さらなる業績アップも

こうしたM&Aの取り組みの結果、業績は順調に伸びている。売上高は2015年3月期の5118億円から連続で増収を続け、2019年3月期は6237億円に達する見込み。4年間で1119億円、21.9%の増収となる。

利益の方は2018年3月期に減益となったものの、営業利益は2015年3月期の25億円から2019年3月期は204億円に拡大する見込み。

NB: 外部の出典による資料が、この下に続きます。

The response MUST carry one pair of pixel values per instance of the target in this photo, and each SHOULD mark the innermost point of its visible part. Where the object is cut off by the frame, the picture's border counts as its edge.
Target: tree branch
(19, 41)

4年間で179億円、8.2倍の増益となる。

2018年3月期の詳細を見ると、店舗数が前年よりも161店増え(241店出店、80店撤退)5065店となったことから売り上げはが伸びた。その一方で、食材価格や人件費の上昇により減益を余儀なくされた。

既存店で見ると、「ココス」などのレスラン分野が前年度比1.5%減と微減となったものの主力の「すき家」をはじめとする牛丼分野は前年度比2.5%増、「はま寿司」をはじめとするファーストフード分野も2.0%の増収となった。

2019年3月期は買収した米国の持ち帰りずし店AFCの数字が加わるため、売上高、利益とも大幅な上振れとなるはずだ。

さらに現在、中国、ブラジル、タイ、マレーシア、メキシコ、台湾、インドネシア、ベトナムの8カ国に出店している「すき家」に次いで、「はま寿司」「なか卯」などの出店が実現すれば、さらに大きな業績アップが予想される。